Table. 1 shows the AUC of training and testing of aegypti and albopictus models.
Classification-Threshold-Invariance: AUC gauges the quality of the model’s predictions regardless of the chosen classification threshold, making it a robust metric for model evaluation.
Table 1
AUC of Training and Testing of aegypti and albopictus models
|
aegypti
|
albopictus
|
Training
|
0.8081
|
0.8252
|
Testing
|
0.7658
|
0.8056
|
Vector Distribution
Figure 5 represents the baseline aegypti vector distribution with three aforementioned climatic scenarios. From Fig. 5a, box B1 represents the northeastern area with the highest possible occurrence from historical data, followed by the B2 southern tip of India. The B3 is the central part of India, having the least risk, along with Jammu and Kashmir. In the case of the SSP126 scenario, from Fig. 4b, there is an increment of suitability by 2040 in several parts of India, especially seen in B4. As in the case of the SSP370 scenario, further progress is visible in some parts of India, such as B5 and B6. In the cases of full fossil fuel emission where high global temperatures occur, such as SSP585, the habitability environment reaches high vectors. This phenomenon is visible in some parts, such as B7, B8, and B9.
In contrast (Fig. 6) to the aegypti vector, albopictus vector distribution is mild everywhere except in the northeastern region. It showed a substantial increase over India’s cost lines. However, due to very cold temperatures, both aegypti and albopictus are absent in Jammu and Kashmir regions.
From Fig. 7a and b, a few states exhibited very high Dengue risk in both aegypti and albopictus. The states like Andaman, Lakshadweep, Puducherry, Daman, and Diu have high baseline (SSP 2.6) risk. The color combinations such as blue (SSP 126), orange (SSP 370), and red (SSP 585) represent corresponding climatic Scenarios. From this, we can observe that Manipur, Nagaland, and Lakshadweep have witnessed high risk as climatic Scenarios change from SSP 126 to SSP 370 and SSP 585. The risk changes very high when SSP 126 changes to SSP 370, but it is minimal when SSP 370 changes to SSP 585.

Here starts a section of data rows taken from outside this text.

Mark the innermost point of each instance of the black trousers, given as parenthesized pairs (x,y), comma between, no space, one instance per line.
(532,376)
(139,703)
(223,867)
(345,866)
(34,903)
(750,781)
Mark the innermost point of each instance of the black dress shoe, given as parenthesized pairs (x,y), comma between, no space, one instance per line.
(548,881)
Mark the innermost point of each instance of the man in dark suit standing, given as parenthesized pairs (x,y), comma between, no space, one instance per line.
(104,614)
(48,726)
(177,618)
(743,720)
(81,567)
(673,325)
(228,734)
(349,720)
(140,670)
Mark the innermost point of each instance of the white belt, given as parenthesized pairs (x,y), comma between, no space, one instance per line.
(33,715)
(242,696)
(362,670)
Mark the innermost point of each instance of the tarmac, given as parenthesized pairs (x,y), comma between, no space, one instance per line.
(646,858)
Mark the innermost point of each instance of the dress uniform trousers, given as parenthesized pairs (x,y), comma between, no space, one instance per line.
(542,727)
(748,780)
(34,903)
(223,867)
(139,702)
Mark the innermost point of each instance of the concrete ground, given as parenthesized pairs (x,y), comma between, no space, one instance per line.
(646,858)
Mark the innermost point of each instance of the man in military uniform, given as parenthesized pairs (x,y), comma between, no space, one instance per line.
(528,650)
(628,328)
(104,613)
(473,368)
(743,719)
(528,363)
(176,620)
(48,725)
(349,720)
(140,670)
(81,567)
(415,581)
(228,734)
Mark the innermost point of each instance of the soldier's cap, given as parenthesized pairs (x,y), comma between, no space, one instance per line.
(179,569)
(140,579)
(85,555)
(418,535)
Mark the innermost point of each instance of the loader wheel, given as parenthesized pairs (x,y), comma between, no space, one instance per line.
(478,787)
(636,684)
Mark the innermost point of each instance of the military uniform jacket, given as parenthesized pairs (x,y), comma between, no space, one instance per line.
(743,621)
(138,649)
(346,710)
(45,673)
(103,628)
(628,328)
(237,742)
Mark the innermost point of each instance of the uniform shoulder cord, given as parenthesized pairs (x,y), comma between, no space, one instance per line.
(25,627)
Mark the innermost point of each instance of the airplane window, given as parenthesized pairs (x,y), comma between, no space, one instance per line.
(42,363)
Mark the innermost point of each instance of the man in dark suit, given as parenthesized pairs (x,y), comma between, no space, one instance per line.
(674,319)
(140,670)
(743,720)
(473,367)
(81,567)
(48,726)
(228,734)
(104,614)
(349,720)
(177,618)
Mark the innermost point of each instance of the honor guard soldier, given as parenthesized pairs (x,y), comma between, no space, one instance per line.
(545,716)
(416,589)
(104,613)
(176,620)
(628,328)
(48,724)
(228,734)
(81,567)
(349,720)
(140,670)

As most states like Andaman, Daman, and Diu, Lakshadweep are union territories and have vast greenery with optimal temperatures, resulting in high dengue risk. As you observe, the Indian mainland states, West Bengal, Uttar Pradesh, Punjab, Haryana, Delhi, Gujarat, Kerala, Karnataka, and Tamil Nadu, are the high dengue burden states most dengue-vulnerable states according to [20]. In our model, all these states also have dengue occurrence probability > 0.5 in either aegypti or albopictus SDM models.
From Fig. 8a and b, the model risk is high when Bio-1 and Bio-19 are high ( change from low to high when values change low to high), and the inverse is true in Bio-2 and Bio-14 in the case of aegypti. The model risk is high when Bio-1 and Bio-19 are high ( change from high to low when values change from low to high), and the inverse is true in Bio-2 and Bio-14 in the case of albopictus.